Now by the closed map lemma, $Y$ is closed in $I^{\mathcal{G}}$,
so $Y=\overline{Y}$. Thus we have $\Phi(\hat{X})=\overline{\Phi(X)}\subset Y$,
where the equality follows again from the closed map lemma. So $\Phi$
restricts to a map $\tilde{\phi}:\overline{X}\to Y$ which extends
$\phi$. Because $X$ is dense in $\hat{X}$ and $Y$ is Hausdorff,
this is a unique extension. If $\phi$ is a compactification of $X$,
then $\overline{\Phi(X)}=Y$ , so $\tilde{\phi}$ is surjective and
hence is a quotient map by the closed map lemma.
$\blacksquare $
Lemma 2:In the situation of lemma 1, if every function $f\in\mathcal{F}$ has a
continuous extension to $Y$, then $\tilde{\phi}:\hat{X}\to Y$
is a homeomorphism.
(Proof.) In view of the preceding proposition, it suffices to show that $\tilde{\phi}$
is injective. So suppose that $F,F'\in\hat{X}$ are distinct elements
of $\hat{X}$. Then there is some $f\in\mathcal{F}$ such that
$F(f)\neq F'(f)$. If $g:Y\to I$ denotes the continuous extension
of $f$, then $\tilde{\phi}(F)(g)=F(g\circ\phi)=F(f)$, and similarly,
$\tilde{\phi}(F')(g)=F'(f)$. Therefore $\tilde{\phi}(F)\neq\tilde{\phi}(F')$,
proving that $\tilde{\phi}$ is injective. $\blacksquare$
Now we can prove our claim. Suppose $X$ is a locally compact Hausdorff space, and let $\phi:X\to X^{*}=X\cup {\infty}$
be the one-point compactification of $X$. By the Urysohn's lemma,
the collection $\mathcal{F}=C_{c}(X,I)\cap C(X)$ separates points
and closed sets. The collection $\mathcal{G}=(\phi^{*})^{-1}(\mathcal{F})$
consists of continuous functions $g:X^{*}\to I$ with $\operatorname{supp}_{g}\subset X$.

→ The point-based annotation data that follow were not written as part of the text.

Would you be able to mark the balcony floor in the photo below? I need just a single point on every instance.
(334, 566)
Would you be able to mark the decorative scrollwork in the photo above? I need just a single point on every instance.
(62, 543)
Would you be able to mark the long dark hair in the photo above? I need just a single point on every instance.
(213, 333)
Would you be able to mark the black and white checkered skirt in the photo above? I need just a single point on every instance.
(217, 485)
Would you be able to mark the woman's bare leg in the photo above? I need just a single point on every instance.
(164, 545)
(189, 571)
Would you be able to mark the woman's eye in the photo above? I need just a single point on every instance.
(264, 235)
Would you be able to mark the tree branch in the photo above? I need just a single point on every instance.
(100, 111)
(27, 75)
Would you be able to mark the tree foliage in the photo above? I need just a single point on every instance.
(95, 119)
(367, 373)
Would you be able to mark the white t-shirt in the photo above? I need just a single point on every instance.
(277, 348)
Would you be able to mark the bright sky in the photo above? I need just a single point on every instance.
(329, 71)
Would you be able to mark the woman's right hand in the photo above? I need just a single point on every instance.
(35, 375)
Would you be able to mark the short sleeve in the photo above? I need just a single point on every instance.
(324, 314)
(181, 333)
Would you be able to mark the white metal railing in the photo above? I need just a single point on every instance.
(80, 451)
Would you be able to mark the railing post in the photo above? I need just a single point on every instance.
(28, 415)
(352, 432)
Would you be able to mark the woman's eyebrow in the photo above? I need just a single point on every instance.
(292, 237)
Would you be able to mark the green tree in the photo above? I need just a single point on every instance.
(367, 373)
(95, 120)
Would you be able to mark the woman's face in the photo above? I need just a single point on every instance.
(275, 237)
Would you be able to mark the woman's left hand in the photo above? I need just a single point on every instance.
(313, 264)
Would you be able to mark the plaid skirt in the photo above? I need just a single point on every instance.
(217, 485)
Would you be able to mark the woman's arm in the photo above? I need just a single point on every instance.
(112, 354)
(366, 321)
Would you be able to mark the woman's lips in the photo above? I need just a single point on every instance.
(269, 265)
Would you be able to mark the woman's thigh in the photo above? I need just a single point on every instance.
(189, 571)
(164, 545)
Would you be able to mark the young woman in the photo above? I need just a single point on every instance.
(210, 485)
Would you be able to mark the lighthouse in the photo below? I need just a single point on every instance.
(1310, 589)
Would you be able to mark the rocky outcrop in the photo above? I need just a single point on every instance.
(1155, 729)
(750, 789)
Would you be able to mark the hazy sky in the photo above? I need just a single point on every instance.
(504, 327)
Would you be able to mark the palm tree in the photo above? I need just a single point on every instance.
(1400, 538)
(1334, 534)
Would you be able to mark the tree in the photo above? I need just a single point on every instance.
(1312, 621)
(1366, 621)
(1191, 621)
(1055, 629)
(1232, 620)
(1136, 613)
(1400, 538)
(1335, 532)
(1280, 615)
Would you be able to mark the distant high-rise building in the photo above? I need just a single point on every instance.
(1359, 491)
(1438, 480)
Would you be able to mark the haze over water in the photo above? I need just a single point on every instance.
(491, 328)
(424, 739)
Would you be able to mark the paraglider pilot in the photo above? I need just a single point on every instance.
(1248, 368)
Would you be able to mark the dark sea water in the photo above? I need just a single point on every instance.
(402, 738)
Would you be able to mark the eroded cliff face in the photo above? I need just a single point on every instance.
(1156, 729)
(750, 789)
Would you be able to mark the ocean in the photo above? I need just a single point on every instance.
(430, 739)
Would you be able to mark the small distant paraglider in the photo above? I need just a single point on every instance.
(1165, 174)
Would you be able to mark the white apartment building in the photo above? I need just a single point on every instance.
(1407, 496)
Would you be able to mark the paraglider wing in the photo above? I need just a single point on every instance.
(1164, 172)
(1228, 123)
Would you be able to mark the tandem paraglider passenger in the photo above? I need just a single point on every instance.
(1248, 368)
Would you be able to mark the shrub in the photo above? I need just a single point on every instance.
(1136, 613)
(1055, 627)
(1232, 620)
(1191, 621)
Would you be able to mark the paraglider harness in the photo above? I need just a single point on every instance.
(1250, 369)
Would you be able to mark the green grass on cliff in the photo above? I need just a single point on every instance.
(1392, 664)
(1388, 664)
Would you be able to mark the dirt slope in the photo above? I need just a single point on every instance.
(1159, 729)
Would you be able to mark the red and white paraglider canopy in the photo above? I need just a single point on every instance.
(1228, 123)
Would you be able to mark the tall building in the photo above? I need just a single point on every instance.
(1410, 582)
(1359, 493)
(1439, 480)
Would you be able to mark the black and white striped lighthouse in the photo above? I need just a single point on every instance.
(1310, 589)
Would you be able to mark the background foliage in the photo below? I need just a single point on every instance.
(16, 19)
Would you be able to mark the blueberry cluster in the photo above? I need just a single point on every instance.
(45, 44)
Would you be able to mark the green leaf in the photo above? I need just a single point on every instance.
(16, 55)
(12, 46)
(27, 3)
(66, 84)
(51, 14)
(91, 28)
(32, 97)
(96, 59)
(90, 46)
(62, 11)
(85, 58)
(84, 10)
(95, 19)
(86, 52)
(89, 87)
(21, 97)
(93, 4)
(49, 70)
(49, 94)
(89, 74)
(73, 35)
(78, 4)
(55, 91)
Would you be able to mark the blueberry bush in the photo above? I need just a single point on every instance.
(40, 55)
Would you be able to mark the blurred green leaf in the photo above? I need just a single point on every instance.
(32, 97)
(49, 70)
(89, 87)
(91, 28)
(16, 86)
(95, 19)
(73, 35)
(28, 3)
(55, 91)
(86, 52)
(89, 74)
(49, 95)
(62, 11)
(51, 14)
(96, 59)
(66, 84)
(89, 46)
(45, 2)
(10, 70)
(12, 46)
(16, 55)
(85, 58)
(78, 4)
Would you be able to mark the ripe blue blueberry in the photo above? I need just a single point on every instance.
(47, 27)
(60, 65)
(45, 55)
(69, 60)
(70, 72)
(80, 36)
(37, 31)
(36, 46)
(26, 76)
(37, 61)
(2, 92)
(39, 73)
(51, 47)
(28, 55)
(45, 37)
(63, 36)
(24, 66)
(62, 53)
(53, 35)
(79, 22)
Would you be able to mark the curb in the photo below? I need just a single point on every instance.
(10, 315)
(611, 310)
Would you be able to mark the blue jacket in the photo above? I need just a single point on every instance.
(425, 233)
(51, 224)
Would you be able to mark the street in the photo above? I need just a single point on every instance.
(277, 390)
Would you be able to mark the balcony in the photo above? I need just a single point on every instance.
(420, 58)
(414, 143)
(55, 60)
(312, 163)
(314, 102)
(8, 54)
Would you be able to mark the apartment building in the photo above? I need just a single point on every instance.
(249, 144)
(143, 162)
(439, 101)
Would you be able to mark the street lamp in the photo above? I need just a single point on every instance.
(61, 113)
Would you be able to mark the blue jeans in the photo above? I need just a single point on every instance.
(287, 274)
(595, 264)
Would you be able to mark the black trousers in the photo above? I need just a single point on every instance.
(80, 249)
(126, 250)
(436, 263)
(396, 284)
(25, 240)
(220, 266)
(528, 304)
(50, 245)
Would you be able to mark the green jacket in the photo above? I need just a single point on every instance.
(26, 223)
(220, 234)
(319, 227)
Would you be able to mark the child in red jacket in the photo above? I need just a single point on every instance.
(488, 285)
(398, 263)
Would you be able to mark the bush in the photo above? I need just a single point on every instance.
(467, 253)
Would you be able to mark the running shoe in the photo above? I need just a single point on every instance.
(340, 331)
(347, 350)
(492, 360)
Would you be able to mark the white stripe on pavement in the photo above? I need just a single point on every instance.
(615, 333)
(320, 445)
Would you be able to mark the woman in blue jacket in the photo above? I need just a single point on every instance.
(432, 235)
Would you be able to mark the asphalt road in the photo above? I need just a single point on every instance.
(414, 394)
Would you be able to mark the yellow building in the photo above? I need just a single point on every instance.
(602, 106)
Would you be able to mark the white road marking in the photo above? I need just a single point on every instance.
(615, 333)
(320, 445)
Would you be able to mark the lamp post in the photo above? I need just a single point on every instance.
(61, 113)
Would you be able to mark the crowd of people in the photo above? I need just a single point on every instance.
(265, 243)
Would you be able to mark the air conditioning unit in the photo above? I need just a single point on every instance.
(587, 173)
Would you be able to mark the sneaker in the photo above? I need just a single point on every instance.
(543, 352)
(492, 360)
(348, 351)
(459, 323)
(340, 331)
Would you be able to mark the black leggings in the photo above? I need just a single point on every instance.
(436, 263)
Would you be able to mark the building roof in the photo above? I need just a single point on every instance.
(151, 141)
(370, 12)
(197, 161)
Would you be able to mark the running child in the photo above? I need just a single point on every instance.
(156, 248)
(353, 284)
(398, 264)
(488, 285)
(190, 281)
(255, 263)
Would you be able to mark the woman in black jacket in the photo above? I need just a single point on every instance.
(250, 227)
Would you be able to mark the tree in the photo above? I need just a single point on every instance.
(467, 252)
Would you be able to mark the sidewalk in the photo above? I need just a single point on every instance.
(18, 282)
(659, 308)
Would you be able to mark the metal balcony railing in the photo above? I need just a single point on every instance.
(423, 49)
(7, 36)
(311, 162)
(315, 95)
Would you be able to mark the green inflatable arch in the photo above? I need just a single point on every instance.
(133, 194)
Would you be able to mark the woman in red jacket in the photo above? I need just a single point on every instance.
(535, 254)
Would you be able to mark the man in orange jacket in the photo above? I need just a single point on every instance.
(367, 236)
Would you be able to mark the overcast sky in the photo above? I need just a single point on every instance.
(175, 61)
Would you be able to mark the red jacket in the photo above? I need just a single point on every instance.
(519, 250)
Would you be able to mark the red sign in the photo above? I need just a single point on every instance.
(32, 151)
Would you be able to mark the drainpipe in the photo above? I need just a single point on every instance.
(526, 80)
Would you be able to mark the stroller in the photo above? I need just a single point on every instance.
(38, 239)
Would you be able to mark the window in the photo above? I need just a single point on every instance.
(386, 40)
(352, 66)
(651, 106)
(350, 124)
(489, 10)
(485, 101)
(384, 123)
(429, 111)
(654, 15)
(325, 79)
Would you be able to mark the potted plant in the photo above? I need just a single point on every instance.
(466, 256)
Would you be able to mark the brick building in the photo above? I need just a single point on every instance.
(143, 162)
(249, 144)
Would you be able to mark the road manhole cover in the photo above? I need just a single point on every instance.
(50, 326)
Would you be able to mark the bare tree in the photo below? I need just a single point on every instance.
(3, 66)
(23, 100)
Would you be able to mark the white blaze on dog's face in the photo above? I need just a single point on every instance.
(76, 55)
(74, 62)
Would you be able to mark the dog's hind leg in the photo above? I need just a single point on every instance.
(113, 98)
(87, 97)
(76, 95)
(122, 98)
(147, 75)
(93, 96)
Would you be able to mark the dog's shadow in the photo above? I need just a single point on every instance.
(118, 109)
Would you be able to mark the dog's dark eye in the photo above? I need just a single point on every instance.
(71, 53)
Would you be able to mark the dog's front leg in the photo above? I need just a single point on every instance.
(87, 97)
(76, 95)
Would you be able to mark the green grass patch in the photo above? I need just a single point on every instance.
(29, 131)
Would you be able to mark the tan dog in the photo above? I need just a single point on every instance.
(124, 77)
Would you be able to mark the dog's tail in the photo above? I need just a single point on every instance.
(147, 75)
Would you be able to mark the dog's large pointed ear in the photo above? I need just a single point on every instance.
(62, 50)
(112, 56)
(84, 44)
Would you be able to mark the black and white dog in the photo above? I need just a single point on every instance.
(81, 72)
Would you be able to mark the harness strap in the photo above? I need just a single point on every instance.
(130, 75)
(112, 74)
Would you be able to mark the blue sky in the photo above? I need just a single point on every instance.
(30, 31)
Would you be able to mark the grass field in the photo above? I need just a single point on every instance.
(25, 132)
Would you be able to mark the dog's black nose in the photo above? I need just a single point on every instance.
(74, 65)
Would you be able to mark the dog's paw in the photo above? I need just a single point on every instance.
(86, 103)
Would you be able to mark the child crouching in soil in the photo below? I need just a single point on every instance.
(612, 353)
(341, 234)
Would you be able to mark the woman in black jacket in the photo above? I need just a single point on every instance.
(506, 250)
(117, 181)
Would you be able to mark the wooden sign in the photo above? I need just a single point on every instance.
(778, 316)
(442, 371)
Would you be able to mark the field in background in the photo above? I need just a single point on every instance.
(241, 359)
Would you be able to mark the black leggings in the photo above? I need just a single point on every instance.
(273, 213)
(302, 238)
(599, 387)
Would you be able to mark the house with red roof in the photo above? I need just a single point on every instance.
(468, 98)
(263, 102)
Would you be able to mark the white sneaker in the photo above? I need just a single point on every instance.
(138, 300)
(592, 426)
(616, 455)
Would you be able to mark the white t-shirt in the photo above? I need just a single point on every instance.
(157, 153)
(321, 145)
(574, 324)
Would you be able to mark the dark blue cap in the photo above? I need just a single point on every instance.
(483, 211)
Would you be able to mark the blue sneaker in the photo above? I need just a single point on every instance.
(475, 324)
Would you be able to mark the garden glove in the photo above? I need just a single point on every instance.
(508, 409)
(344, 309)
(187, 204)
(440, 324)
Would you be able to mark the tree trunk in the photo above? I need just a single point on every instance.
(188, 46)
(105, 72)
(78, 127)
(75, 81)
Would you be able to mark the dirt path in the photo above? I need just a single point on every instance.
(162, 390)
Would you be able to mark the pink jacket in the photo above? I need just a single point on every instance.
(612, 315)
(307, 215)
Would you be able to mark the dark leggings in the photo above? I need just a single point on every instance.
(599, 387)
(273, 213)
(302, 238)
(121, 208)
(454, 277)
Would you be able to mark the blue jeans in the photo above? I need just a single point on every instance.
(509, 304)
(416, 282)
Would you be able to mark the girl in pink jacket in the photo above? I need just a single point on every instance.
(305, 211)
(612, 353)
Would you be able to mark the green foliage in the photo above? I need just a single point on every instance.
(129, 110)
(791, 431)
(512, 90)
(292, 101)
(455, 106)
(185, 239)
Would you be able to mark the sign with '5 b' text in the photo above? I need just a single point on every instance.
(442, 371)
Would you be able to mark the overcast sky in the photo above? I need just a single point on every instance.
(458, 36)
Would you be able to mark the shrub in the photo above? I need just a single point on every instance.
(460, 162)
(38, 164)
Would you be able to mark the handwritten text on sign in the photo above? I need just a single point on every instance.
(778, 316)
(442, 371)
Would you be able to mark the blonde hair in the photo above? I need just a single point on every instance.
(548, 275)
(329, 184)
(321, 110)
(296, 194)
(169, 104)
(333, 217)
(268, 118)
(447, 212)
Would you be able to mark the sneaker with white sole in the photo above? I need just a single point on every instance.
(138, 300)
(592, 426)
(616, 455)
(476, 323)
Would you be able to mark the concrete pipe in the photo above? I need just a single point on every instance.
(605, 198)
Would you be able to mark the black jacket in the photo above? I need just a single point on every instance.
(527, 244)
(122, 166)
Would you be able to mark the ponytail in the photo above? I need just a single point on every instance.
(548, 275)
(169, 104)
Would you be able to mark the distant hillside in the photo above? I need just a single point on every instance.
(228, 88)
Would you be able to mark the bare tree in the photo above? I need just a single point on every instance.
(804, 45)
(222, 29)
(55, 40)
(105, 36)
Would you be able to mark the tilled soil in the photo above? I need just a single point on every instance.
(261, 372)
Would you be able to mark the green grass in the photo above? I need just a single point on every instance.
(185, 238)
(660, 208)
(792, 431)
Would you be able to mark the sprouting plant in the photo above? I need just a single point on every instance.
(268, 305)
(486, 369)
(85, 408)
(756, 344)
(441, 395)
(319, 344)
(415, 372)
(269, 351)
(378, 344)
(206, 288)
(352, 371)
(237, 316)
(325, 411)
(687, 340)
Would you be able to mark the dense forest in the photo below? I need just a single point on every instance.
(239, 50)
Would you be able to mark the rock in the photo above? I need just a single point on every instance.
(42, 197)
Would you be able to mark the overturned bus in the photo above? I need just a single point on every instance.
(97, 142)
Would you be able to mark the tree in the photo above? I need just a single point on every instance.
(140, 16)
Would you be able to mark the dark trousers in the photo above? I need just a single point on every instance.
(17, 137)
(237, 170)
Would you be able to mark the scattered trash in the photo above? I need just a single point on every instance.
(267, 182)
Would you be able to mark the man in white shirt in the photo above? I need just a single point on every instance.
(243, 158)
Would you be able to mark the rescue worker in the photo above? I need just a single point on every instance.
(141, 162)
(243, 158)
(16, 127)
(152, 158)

Because $X^{*}$ is normal, given a point $x\in X^{*}$ and a closed
set $A\subset X^{*}$ disjoint from $X$, there exists a closed set
$B\subset X^{*}$ containing a neighborhood of $x$, and then the
Urysohn's lemma shows that there is some $g\in\mathcal{G}$ that is
equal to 0 on $A$ and $1$ on $B$. So $\mathcal{G}$ separates points
and closed sets. Moreover, any function in $\mathcal{F}$ extends
continuously to $X^{*}$ (by declaring ). Thus by above lemmas, $\hat{X}$ is homeomorphic to $X^{*}$.
Best Answer
Your proof is correct, although you should explicitly define $\hat X$ is and restate lemma 1 as
However, your approach is too complicated. Let $X^+$ denote the one-point compactification of $X$ and write $X^+ \setminus X = \{\infty\}$. Then each $f \in C_c(X)$ has a (trivally unique) extension $f^+ : X^+ \to \mathbb C$ (take $f^+(\infty) = 0$). Clearly if $f \in C(X,I)$, then $f^+ \in C(X^+,I)$. Let $j : \mathcal F \to C(X^+,I), j(f) = f^+$. If $i : X \to X^+$ denotes inclusion, then the diagram $$\require{AMScd} \begin{CD} X@> \epsilon >> I^{\mathcal F} \\ @VVi V @AA j^*A \\ X^+@>>\epsilon^+ > I^{\mathcal C(X^+,I)} \end{CD} $$ commutes because for $x \in X$ and $f \in \mathcal F$ we have $$\big(j^*(\epsilon^+(i(x)))\big)(f) = \big(\epsilon^+(i(x))j\big)(f) = \epsilon^+(i(x))(j(f)) = \epsilon^+(i(x))(f^+) = f^+(i(x)) = f(x) =\epsilon(x)(f) .$$ $X' = (j^*\epsilon^+)(X^+)$ is compact, thus $\overline{\epsilon (X)} \subset X'$. But $X' = (j^*\epsilon^+)(X^+) = (j^*\epsilon^+)(X \cup \{\infty\}) = \epsilon(X) \cup \{ (j^*\epsilon^+)(\infty) \}$.